Archbishop Gilbert rocks TNT - Allyuh! Stop the hate!

It is my belief that Archbishop Gilbert was not accepted when he first came to Trinidad. Being an American did not help his cause. Fire fueled by an arrogant, unthinking priest who chose to publicly make issue of the American Archbishop being appointed by a European Church over a West Indian Archdiocese. What a sad embarrassment to our ONE (multi ethnic) church.

But time heals all wounds and Archbishop Gilbert has become loved by the majority of the Catholic population in his Archdiocese. We have become accustomed to "his way".

Part of his "way" is being politically correct. Well, So I believed. Well, imagine my suprise to hear his strong and chastising words to a nation contemplating racial hate in their hearts. Good Job Gilbert! Shake them. They need it.

Among those in my generation, I never saw much racism, until recently. People would intimate dislike of one race or another to me. NO! God made us all.... "yuh musn't think like that man."

This is the time of Obama. Black people didn't put him there. It was the white vote. Racism in the US before Obama was at it's lowest ebb. Now it has increased slightly, but only because Obama isn't turning around the economy like they hoped he would, and so there is a "lashing out".

We need to get it together here in Trinidad. Stop the Hate.

The Article written by Camile Bethel of the Trinidad Express Newspaper of October 24th 2011 says it all:

Gilbert said the tendency of many people within this society is still to take care of their own.

"Politicians take care of their own constituencies on the basis of race, ethnicity or politics, and one of the things we need as a country—the Prime Minister Kamla Persad-Bissessar has said it, the President George Maxwell Richards has said it—we need to return to values of universal nature.

"One of the things that we have to watch is the tribalism in the Middle East that is still going on in places like Afghanistan and Iraq.
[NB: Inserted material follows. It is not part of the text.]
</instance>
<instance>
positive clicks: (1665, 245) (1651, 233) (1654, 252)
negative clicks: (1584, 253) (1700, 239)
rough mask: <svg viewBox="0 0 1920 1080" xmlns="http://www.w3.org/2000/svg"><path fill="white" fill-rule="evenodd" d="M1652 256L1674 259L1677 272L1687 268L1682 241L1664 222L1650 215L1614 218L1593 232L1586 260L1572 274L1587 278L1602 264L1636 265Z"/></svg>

If people... just... take care of their own, it is not good for the country," he said.

He said a lack of values inevitably shows up in behaviour eventually, if not immediately, but especially when people have no religious tradition to fall back on.

"Which is why they can cut each other on the streets and have the drug wars and the violence.

"The way back from that is to have all the religious traditions. I am familiar with the (IRO) Inter-Religious Organisation, talking to their people and teaching them the right things, and talking to the young people about values because some of these kids have absolutely nothing; they get nothing from their families."

He said the curfew imposed under the State of Emergency had reduced the number of killings, but he would much rather see the country renewing itself in terms of values to eventually get to the point where curfews would no longer be needed; because while it was necessary to have a curfew, it was a shame that this country needed it.

"I believe the value problem is an enormous issue. It is a growing problem for the Caribbean and it is spreading everywhere," Gilbert said.